Wir müssen also für viele Jahre mit einer starken Finanzindustrie rechnen. Und die Politik der Europäischen Gemeinschaft, die den umfangreichen Ankauf von Staatsanleihen und Wertpapieren über mehrere Jahre vorsieht, wird die Bedeutung der Banken, Schattenbanken und Fonds noch erhöhen. Ob das viele Geld bei Unternehmern und Verbrauchern ankommt, das ist vollkommen unklar – dass aber die Quantitative Easing-Maßnahmen viel Geld durch die Hände der Finanzbranche laufen lassen, das ist unstrittig. Und dies wird zu einem weiteren Anwachsen der politischen Macht in diesem Bereich führen.
Also: akzeptieren wir, dass für viele Jahre der Schwanz mit dem Hund wedeln wird – und dass wir mit wirtschaftsethischen und unternehmensethischen Initiativen in den Bereichen aktiv werden müssen, in denen es noch echte Wachstumsraten gibt. It’s the financial economics, stupid!

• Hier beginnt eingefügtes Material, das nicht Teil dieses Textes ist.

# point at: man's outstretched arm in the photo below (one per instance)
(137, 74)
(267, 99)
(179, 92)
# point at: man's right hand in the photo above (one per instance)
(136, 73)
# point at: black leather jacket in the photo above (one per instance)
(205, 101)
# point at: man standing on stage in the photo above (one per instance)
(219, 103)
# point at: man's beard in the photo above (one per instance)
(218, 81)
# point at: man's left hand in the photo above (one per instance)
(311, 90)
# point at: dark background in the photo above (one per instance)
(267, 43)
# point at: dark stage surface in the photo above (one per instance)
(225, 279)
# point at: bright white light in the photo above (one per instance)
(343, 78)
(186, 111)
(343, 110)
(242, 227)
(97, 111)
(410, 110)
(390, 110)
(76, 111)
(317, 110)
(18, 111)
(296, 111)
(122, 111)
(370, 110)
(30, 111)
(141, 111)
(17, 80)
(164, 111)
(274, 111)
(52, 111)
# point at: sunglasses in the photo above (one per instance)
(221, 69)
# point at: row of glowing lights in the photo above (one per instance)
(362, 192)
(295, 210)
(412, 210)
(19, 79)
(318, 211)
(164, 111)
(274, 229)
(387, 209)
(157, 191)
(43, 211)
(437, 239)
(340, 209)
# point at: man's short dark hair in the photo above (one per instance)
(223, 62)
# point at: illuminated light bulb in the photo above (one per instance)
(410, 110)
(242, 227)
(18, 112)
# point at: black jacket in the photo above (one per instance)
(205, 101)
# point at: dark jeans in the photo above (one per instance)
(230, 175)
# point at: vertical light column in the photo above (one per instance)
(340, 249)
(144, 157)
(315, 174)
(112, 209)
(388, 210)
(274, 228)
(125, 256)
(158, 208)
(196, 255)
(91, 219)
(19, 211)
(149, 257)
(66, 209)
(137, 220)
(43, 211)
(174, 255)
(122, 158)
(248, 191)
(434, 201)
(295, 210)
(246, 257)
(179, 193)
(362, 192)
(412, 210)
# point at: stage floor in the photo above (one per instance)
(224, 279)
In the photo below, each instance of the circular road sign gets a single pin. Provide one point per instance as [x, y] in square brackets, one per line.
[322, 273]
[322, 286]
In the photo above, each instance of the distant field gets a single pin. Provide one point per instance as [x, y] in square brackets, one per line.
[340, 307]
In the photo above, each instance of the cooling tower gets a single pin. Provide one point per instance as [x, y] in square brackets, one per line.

Wenn wir Konsumenten dafür gewinnen, den richtigen Kaffee zu kaufen, dann ist das schön und richtig. Wenn wir den Hebel bei denen ansetzen, die das Produzieren des falschen Kaffees finanzieren, dann erreichen wir noch mehr. Wenn wir auf nachhaltige Baumaterialien setzen, dann freut das den Maikäfer. Wenn wir uns auf Richtlinien für nachhaltige Investitionen einigen, dann freut das Käfer wie Menschen. Im Genossenschaftsladen zu kaufen ist schön, aber der Genossenschaftsbank beizutreten womöglich schön plus wirkungsvoll.
In diesem Sinne: für elegantere Finanzen!